There are two schools of facial animation. The first one is characterized by animating the vertices directly. Computational cost is reduced, but memory footprints can grow, especially if a highly detailed face is to be animated. The second trend is to animate facial muscles using a skeletal system. The skeleton of the character simply extends to his face, so we can animate areas of the face hierarchically. This second method is CPU-intensive because many bones are required. For a character in the Sony game The Getaway, as many as 35 bones were used for the face alone.

Vertex-based facial animation is popular for simple games. Vertices are clustered according to face muscles, and displacement functions are applied to convey personality. Coding such a solution is not very hard, and with some care, emotions can be layered to create complex expressions. One of the best examples of this philosophy is the facial animation demo by Ken Perlin, which can be seen in Figure 15.7 and is available from his web site at http://mrl.nyu.edu/~perlin/facedemo.

Figure 15.7. Ken Perlin's facial animation demo with all the controls to set parameters to expressions.

graphics/15fig07.jpg

Vertex-based systems do not scale well. As the number of expressions increases, especially if you add lip-synching to the mix, the amount of expressions to model becomes unfeasible, both in terms of man-hours and memory footprint. In these scenarios, using a skeletal animation system will yield much better results. Representation is extremely compact, and results are equally impressive.

Skeletal animation, on the other hand, animates vertices using a bone hierarchy. For a face, the hierarchical component of skeletal systems will not be very useful, because these kinds of relationships do not really occur in faces. However, another characteristic of skeletal animation will indeed be very useful: the ability to influence a single vertex by more than one bone, so a vertex in the cheek gets influence from the jaw, eyes, and so on. Additionally, skeletal animation systems are great for performing selective blends mixing a face for the brows with a different expression for the rest of the face, for example.
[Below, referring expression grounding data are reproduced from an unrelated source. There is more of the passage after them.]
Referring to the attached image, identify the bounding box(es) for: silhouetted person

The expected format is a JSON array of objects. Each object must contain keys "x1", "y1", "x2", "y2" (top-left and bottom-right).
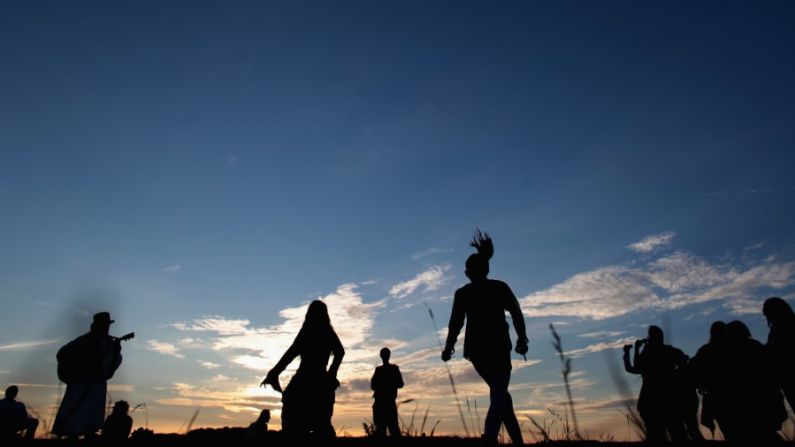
[
  {"x1": 0, "y1": 385, "x2": 39, "y2": 440},
  {"x1": 244, "y1": 409, "x2": 270, "y2": 446},
  {"x1": 261, "y1": 300, "x2": 344, "y2": 440},
  {"x1": 763, "y1": 297, "x2": 795, "y2": 409},
  {"x1": 442, "y1": 231, "x2": 528, "y2": 446},
  {"x1": 370, "y1": 347, "x2": 404, "y2": 437},
  {"x1": 623, "y1": 326, "x2": 688, "y2": 442},
  {"x1": 53, "y1": 312, "x2": 123, "y2": 438},
  {"x1": 690, "y1": 321, "x2": 730, "y2": 438},
  {"x1": 723, "y1": 320, "x2": 785, "y2": 443},
  {"x1": 103, "y1": 400, "x2": 132, "y2": 442},
  {"x1": 675, "y1": 360, "x2": 704, "y2": 441}
]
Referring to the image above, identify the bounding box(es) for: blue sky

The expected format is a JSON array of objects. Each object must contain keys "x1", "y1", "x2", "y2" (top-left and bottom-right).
[{"x1": 1, "y1": 0, "x2": 794, "y2": 438}]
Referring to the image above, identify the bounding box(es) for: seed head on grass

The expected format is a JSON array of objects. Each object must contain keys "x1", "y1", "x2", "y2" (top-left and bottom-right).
[{"x1": 550, "y1": 323, "x2": 581, "y2": 440}]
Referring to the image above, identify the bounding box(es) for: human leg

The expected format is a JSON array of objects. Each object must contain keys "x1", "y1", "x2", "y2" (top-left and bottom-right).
[
  {"x1": 473, "y1": 358, "x2": 522, "y2": 445},
  {"x1": 372, "y1": 402, "x2": 386, "y2": 437},
  {"x1": 23, "y1": 417, "x2": 39, "y2": 440}
]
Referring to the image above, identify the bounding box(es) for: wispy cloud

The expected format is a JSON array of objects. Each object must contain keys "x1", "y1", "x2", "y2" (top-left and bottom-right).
[
  {"x1": 521, "y1": 250, "x2": 795, "y2": 320},
  {"x1": 0, "y1": 338, "x2": 60, "y2": 351},
  {"x1": 198, "y1": 361, "x2": 222, "y2": 369},
  {"x1": 163, "y1": 262, "x2": 182, "y2": 273},
  {"x1": 566, "y1": 337, "x2": 636, "y2": 358},
  {"x1": 171, "y1": 283, "x2": 387, "y2": 376},
  {"x1": 146, "y1": 340, "x2": 185, "y2": 358},
  {"x1": 627, "y1": 231, "x2": 676, "y2": 253},
  {"x1": 411, "y1": 247, "x2": 454, "y2": 261},
  {"x1": 171, "y1": 318, "x2": 249, "y2": 335},
  {"x1": 389, "y1": 264, "x2": 451, "y2": 299},
  {"x1": 744, "y1": 242, "x2": 765, "y2": 251},
  {"x1": 521, "y1": 266, "x2": 658, "y2": 320},
  {"x1": 578, "y1": 331, "x2": 626, "y2": 339},
  {"x1": 157, "y1": 382, "x2": 280, "y2": 414}
]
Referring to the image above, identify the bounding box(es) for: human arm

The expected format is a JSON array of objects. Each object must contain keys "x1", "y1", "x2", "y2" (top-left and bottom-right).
[
  {"x1": 260, "y1": 341, "x2": 301, "y2": 390},
  {"x1": 442, "y1": 291, "x2": 465, "y2": 361},
  {"x1": 327, "y1": 330, "x2": 345, "y2": 380},
  {"x1": 623, "y1": 343, "x2": 640, "y2": 374},
  {"x1": 396, "y1": 366, "x2": 404, "y2": 389},
  {"x1": 370, "y1": 368, "x2": 378, "y2": 391},
  {"x1": 504, "y1": 282, "x2": 529, "y2": 355}
]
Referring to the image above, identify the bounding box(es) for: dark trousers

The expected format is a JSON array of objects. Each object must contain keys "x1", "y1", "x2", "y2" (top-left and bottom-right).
[
  {"x1": 471, "y1": 358, "x2": 523, "y2": 445},
  {"x1": 5, "y1": 417, "x2": 38, "y2": 440},
  {"x1": 373, "y1": 399, "x2": 400, "y2": 437}
]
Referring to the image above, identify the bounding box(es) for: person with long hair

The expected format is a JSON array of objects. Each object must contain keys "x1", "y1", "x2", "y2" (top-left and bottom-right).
[
  {"x1": 723, "y1": 320, "x2": 786, "y2": 443},
  {"x1": 442, "y1": 230, "x2": 528, "y2": 446},
  {"x1": 261, "y1": 300, "x2": 344, "y2": 439},
  {"x1": 763, "y1": 297, "x2": 795, "y2": 409}
]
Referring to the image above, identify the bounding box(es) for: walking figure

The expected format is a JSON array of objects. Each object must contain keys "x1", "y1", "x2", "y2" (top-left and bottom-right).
[
  {"x1": 370, "y1": 347, "x2": 404, "y2": 437},
  {"x1": 53, "y1": 312, "x2": 125, "y2": 438},
  {"x1": 261, "y1": 300, "x2": 344, "y2": 440},
  {"x1": 442, "y1": 230, "x2": 528, "y2": 446}
]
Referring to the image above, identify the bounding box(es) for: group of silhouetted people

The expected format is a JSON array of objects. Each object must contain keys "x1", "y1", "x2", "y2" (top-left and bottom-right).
[
  {"x1": 0, "y1": 312, "x2": 135, "y2": 442},
  {"x1": 3, "y1": 230, "x2": 792, "y2": 445},
  {"x1": 624, "y1": 297, "x2": 795, "y2": 443}
]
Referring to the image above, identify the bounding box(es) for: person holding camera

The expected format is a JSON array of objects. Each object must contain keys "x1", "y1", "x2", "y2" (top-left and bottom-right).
[
  {"x1": 442, "y1": 231, "x2": 528, "y2": 447},
  {"x1": 623, "y1": 326, "x2": 689, "y2": 442}
]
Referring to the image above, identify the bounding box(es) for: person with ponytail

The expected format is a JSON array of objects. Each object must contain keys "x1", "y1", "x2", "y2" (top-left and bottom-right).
[
  {"x1": 261, "y1": 300, "x2": 344, "y2": 440},
  {"x1": 442, "y1": 230, "x2": 529, "y2": 446}
]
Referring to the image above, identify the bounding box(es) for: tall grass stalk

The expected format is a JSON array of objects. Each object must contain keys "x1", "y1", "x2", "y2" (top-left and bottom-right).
[
  {"x1": 549, "y1": 323, "x2": 581, "y2": 440},
  {"x1": 426, "y1": 304, "x2": 470, "y2": 437}
]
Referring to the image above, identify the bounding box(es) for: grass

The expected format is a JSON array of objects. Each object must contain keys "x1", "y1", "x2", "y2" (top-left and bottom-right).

It's all a matter of selecting which bones from which expression will be mixed.

Whichever method you choose, it is fundamental to understand the structure of the face in order to achieve realistic results. In this respect, I recommend taking a look at the Facial Action Coding System proposed by Ekman and Friesen in the late 1970s. This system tries to describe facial expressions objectively, using scientific criteria. It starts by analyzing expressions in terms of the muscles used to generate them. All facial muscles affecting the look of the face were analyzed, and a thorough listing of their effect on the face was built. The list had 46 entries, which appeared by moving one single muscle or muscle group. You can then combine different muscles and their states to convey a composite expression: a different muscle configuration for the eyes, jaw, brows, and so on.

To perform lip-synching, your software must be able to animate the mouth area to simulate the different phonemes, or sounds in the language the character is speaking. Each language has a different number of phonemes; English has approximately 35. Because that is such a large number (just imagine the amount of work needed to create the array of animated faces), sometimes phonemes that are pronounced similarly are simplified, so less work needs to be done. This was discovered a long time ago by Disney animators, who simplified the whole phoneme set to just 12 canonical mouth positions. Then, a facial animation system such as face morphs or skeletal animation can be used to perform the actual animation. One of the problems with such an approach is that pronunciation has a high emotional component. The same word said whispering or yelling at someone will look radically different.

However, facial animation using bones looks like the way to go for the industry similar to the way skeletal animation replaced frame-based methods progressively in the past. All that is needed are better bone layout strategies that help convey the wide range of expressions and emotions of a human face. Obviously, most bones will control either the eyes (or brows) or the mouth, because these are the main expressive elements in a face. But it's the precise layout that still needs to be mastered.